In Moscow the central authorities made two decisions. The shortage of horse-power on the collective farms would be remedied by manufacturing tractors. The second decision was that the kulaks would not be executed outright but would instead be executed by working them to death in state projects where it was hard to get workers to go voluntarily.

One of the state projects was to build a canal connecting the Baltic Sea with the White Sea on the Arctic Ocean. Most of that canal would utilize natural channels of rivers and lakes, but some sections required clearing forested areas and digging a canal. So about a hundred thousand kulak prisoners were shipped to northwestern Russia to build the Baltic-White Sea Canal. This work force had practically nothing in the way of tools to work with, but they had to start clearing the canal route of trees. They did not have axes and saws.

How can trees be taken down without axes and saws to cut them? The method used initially was to position hordes of prisoners around a tree and, through pushing and pulling with ropes, rock the tree enough to break it loose and topple it over. This was obviously inefficient and dangerous. A little bit of capital in the way of axes and saws would have been highly productive.

Back in Moscow the authorities were wrestling with the problem of how to build a tractor factory. In Michigan, Henry Ford had just built a state-of-the-art tractor factory with his signature assembly line methods of production. In the U.s. such capital-intensive methods of production made economic sense because in the U.S. labor was relatively expensive and capital relatively cheap. In the Soviet Union the situation was reversed; labor was relatively cheap and capital relatively expensive.
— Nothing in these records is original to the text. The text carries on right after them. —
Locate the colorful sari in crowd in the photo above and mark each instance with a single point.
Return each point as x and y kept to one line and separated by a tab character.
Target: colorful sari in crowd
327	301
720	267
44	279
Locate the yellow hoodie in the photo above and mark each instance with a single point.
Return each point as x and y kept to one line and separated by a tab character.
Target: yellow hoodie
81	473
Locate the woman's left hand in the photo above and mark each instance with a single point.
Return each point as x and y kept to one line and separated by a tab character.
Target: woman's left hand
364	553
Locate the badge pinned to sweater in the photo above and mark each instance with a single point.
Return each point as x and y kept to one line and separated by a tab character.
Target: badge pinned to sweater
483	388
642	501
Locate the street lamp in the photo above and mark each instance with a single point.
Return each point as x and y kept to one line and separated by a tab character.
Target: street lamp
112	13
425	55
Ignoring the economic differences between the U.S. and the Soviet Union the authorities in Moscow decided that they wanted the same state-of-the-art tractor factory that Henry Ford had built. Stalin sent representives to Michigan to offer Ford a huge amount of gold to build a tractor factory for the Soviet Union. Ford accepted the offer. It should be noted that at the time the outside world was not aware of the evils that Stalin was perpetrating in the Soviet Union. Even Time magazine gave a guardedly favorable treatment of Stalin and his five-year plans acknowledging that such programs might be the wave of the future for all countries.

Henry Ford wisely chose not to try to build the factory from scratch on-site in Russia with its problems of shortages of materials and skills. Instead he built an exact duplicate of his Michigan plant at another site in Michigan. Once that factory was built and operational he had it disassembled and shipped to south Russia where is was re-assembled. So Stalin got his tractor factory but at great cost in terms of the capital that the Soviet Union had to work with. It was a capital-intensive plant in a country that was desparately short of capital. One project that was desparately short of capital in the form of simple tools was the project building the Baltic-White Sea Canal. The allocation of capital between the tractor factory and canal-building project was a tragic misallocation of capital.

About three hundred thousand prisoners died building the canal. Years after its construction Alexandr Solzhenitsin viewed its operation. While he was viewing it two ships were in view. One ship was traveling south with the same type of cargo as the ship that was traveling north. Solzhenitsin noted that two ships were canceling out the effects of each other. A more rational system would have avoided the wasteful cross hauling and distributed their cargoes untransported.